Security also served as a code word for social beautification initiatives, meant to ensure that undesirable social elements would not ruin image construction efforts. Citizens were subjected to heightened scrutiny, with the use of over 300,000 surveillance cameras. Sophisticated, innovative surveillance technology enabled the government to keep tabs on private electronic devices, allowing the surveillance apparatus to reach into the privacy of people’s home. Mobile phones and the internet, which are often portrayed as instruments of liberation in post-Mao China, were thus turned into instruments of control. They also became instruments of civilisation, as mass SMS messages were routinely sent to Beijing residents to remind them to adopt a civilised demeanour.

Local residents who did not fit the image of the civilised Beijing citizen were also carefully hidden from view. For the duration of Olympic events, Beijing became a closed city, protected by a series of filtering systems that controlled access to its urban fortress. To preserve the image of a city unburdened by poverty, Chinese authorities began enforcing residence permit (hukou) regulations, after having turned a blind eye on illegal residents for many years. Migrants were subjected to diverse forms of harassment, including mass identification checks, confiscating the tools of their trade, and the destruction of illegal schools and homes. Those found without Beijing residence permits were fined, forcibly expelled from the city or sent to detention centres and re-education work camps. Police sweeps picked up beggars, street children, the homeless and other conspicuous indigents at train stations, pedestrian underpasses, railway bridges, and other hideouts, to be placed in relief centres on the city’s outskirts, or in custody and repatriation camps, before being exiled back to their hometown.

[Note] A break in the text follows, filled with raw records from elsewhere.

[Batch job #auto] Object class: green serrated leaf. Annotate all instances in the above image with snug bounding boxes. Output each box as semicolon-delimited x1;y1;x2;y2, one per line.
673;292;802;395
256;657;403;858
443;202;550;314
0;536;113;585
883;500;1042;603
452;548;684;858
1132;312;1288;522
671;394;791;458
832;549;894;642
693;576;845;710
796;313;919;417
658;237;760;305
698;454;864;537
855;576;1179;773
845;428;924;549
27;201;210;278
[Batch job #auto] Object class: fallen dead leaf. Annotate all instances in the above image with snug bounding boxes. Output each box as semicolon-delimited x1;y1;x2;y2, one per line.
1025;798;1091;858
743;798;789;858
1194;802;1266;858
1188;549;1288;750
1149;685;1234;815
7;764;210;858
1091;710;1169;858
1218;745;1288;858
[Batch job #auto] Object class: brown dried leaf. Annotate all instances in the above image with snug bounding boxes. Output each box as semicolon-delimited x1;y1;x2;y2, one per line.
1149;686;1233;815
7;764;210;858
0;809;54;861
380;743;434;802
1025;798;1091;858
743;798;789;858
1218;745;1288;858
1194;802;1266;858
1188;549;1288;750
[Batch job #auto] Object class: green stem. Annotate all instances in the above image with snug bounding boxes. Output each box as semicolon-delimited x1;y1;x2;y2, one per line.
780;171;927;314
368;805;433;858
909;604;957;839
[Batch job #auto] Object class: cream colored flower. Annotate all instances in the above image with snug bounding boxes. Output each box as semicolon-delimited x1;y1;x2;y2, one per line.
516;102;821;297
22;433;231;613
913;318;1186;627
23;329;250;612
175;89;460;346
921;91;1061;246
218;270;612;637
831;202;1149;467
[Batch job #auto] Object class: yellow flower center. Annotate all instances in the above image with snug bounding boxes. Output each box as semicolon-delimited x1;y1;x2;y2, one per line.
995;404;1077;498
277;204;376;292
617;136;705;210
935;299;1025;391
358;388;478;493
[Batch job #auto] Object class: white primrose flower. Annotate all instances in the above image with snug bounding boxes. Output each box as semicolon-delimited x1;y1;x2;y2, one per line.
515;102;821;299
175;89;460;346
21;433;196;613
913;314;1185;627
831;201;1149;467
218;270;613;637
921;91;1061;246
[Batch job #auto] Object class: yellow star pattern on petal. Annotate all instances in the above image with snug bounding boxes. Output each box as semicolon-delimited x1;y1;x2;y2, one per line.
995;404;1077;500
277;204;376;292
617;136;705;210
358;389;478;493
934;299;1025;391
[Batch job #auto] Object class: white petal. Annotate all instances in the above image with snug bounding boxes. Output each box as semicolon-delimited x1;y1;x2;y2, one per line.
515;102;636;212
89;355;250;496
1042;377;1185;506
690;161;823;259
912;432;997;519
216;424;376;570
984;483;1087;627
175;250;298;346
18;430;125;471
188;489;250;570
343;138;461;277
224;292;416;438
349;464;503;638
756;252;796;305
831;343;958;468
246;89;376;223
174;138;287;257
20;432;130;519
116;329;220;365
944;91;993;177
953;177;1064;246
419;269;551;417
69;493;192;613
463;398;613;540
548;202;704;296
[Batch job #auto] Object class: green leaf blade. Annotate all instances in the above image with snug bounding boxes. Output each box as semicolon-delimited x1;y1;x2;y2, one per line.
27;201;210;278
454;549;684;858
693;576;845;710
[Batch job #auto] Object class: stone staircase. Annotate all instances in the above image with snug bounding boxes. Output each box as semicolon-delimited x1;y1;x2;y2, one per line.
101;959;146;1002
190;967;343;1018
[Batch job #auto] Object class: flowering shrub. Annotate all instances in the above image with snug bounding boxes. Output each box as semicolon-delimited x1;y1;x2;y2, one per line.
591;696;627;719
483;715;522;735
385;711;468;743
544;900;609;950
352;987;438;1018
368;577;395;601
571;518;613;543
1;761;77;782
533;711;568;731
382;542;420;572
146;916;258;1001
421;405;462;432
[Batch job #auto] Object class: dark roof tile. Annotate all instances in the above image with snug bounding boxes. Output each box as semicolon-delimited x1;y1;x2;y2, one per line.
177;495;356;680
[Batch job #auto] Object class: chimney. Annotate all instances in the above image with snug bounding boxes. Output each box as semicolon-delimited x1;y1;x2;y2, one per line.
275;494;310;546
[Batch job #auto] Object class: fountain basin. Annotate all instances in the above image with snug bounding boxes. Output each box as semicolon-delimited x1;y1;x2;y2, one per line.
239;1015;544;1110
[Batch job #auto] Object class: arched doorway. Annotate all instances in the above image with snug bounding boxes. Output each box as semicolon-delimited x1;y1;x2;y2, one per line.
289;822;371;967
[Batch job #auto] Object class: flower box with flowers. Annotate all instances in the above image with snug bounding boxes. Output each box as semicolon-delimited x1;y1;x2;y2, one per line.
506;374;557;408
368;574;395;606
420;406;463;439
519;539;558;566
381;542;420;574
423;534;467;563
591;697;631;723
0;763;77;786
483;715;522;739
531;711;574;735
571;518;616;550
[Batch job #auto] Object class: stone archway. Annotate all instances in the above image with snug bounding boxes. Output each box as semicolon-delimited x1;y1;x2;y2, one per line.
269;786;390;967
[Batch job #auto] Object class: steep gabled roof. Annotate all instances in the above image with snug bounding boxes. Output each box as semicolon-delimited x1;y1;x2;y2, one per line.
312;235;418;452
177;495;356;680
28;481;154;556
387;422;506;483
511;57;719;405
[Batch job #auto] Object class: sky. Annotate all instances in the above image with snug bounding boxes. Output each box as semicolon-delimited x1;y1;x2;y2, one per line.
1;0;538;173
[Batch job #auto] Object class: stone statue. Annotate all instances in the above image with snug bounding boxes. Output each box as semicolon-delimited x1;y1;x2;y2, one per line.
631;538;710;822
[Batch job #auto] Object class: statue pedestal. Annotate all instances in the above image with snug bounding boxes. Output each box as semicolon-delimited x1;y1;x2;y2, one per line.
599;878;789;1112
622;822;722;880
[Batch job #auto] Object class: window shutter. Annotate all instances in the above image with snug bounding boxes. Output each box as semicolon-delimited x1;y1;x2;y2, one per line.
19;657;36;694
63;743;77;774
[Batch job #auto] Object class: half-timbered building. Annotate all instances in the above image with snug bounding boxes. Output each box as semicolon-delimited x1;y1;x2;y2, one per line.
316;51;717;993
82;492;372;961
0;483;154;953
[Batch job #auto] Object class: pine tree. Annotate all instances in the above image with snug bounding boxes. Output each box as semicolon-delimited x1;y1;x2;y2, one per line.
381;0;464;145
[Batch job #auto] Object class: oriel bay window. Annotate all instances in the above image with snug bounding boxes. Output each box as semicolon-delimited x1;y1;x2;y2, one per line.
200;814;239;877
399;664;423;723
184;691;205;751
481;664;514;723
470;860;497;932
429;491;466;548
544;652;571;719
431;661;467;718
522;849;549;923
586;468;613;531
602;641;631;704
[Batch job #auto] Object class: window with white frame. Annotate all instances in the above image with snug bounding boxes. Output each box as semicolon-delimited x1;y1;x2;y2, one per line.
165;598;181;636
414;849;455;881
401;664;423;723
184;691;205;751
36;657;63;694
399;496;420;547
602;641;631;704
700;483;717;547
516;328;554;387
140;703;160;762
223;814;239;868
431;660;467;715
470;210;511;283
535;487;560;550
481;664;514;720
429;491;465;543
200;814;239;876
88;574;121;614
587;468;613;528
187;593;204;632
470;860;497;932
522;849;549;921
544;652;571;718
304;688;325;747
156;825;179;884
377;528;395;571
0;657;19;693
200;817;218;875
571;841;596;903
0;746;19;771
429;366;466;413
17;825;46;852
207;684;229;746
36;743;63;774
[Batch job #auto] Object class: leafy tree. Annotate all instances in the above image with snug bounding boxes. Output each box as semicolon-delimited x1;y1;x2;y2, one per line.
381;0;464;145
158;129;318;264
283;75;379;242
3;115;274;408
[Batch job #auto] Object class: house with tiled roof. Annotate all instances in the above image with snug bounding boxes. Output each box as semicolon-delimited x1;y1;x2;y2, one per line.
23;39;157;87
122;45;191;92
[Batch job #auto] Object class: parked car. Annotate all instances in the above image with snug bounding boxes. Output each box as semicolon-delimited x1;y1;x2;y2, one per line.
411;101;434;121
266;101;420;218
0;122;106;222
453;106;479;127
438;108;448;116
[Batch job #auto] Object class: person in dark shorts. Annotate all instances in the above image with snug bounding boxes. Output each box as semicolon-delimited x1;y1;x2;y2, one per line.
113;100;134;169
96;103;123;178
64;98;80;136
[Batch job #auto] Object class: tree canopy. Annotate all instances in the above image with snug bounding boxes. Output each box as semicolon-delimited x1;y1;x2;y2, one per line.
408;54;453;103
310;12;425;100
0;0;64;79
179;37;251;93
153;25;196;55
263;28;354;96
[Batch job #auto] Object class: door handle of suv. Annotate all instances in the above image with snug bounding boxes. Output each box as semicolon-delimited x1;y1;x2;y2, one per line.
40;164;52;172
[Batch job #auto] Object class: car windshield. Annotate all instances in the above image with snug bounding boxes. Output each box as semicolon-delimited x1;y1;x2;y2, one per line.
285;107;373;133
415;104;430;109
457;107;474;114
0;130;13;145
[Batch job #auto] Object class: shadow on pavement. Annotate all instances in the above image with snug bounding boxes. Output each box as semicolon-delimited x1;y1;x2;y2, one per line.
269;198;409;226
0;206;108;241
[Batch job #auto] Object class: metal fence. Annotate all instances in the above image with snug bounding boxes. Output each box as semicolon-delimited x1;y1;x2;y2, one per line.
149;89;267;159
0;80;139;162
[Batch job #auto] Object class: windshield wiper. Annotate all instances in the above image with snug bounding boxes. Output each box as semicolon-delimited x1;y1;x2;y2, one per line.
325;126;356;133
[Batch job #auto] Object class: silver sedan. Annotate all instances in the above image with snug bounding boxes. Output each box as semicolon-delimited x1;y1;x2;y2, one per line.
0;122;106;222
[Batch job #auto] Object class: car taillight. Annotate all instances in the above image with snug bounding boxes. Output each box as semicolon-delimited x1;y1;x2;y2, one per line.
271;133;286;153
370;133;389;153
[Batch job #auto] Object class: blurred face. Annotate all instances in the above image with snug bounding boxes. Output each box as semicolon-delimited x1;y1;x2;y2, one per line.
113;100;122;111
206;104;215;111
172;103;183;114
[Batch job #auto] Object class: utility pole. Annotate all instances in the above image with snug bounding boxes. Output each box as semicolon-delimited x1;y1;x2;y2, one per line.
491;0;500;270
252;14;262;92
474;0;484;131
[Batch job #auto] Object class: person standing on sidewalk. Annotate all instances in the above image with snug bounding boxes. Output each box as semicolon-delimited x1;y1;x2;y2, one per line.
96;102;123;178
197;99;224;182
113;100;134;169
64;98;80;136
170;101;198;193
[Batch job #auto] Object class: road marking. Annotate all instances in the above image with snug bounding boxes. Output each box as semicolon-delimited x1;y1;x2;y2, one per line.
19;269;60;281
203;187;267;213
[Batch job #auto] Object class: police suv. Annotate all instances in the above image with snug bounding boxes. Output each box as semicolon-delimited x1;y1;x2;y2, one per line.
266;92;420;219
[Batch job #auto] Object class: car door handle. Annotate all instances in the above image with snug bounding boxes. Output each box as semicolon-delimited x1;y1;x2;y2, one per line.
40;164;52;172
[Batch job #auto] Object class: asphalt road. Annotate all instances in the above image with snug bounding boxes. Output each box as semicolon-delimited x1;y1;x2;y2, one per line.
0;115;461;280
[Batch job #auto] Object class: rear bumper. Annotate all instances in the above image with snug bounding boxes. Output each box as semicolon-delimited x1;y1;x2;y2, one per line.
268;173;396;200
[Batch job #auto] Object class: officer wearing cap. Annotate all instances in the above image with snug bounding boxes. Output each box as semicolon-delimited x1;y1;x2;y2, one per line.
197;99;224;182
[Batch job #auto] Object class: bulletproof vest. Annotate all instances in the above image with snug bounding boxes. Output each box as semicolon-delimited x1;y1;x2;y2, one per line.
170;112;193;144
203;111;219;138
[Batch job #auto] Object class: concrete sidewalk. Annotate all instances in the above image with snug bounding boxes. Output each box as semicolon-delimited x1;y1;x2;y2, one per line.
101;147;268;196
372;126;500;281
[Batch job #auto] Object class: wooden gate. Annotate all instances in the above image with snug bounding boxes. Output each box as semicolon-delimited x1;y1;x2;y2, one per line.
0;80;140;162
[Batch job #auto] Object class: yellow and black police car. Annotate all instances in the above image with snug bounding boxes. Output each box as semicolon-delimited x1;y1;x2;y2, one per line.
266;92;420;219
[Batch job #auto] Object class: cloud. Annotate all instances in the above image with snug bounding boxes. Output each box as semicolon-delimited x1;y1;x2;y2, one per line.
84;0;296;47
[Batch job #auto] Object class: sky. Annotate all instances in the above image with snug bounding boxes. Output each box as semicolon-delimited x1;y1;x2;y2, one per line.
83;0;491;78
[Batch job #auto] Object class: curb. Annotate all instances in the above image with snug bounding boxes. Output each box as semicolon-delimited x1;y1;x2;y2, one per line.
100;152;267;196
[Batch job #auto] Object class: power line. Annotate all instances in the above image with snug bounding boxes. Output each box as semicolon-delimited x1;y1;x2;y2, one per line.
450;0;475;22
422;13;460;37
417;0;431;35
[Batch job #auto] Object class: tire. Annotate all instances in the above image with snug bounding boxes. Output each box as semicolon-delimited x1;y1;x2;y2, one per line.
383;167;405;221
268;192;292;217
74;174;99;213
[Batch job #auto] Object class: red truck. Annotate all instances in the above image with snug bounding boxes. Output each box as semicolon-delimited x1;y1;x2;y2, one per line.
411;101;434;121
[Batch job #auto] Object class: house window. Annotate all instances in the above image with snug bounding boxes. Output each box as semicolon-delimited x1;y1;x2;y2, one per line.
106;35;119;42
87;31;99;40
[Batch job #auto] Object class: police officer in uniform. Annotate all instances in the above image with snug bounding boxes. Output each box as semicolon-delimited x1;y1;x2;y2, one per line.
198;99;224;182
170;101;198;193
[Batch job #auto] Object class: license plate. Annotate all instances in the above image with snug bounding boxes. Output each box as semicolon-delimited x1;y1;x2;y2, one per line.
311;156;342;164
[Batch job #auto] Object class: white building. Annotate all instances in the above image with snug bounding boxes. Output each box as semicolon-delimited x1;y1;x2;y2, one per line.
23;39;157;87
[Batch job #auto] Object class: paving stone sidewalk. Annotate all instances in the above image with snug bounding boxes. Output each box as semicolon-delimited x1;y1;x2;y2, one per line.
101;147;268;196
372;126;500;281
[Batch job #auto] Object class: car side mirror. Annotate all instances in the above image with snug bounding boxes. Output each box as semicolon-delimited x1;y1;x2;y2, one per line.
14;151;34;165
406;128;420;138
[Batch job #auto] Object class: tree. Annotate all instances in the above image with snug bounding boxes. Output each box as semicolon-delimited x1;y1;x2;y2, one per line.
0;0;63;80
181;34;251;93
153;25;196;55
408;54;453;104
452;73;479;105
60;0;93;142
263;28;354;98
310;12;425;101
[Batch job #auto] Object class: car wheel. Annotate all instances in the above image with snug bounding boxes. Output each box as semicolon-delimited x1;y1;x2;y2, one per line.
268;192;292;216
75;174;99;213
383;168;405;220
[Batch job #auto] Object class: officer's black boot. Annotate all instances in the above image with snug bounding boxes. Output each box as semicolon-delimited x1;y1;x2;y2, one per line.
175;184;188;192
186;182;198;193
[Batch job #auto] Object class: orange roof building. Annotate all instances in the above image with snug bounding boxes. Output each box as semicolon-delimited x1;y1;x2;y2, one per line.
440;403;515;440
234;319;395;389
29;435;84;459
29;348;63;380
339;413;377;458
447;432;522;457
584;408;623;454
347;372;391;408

The criminalisation of informal activities, with the banning of unlicensed taxis, sidewalk vending, peddling and hawking, furthered the victimisation of migrant citizens, rendered “illegal” in the name of order and security. In spite of their great contribution to Olympic image construction, through their labour as construction workers, street sweepers, or garbage collectors, most migrants were barred from active participation in the Olympic celebrations, even as simple bystanders. Innumerable informal businesses were closed, and for the duration of the event, the contribution of these workers to the city’s economy was made blatantly visible by their absence.

This article is based on a longer piece: Broudehoux, Anne-Marie (2012), ‘Civilizing Beijing : Social beautification, civility, and citizenship at the 2008 Olympics’ in Graeme Hayes and John Karamichas (eds), The Olympics, Mega-events and Civil Societies: Globalization, Environment, Resistance. London: Palgrave Macmillan.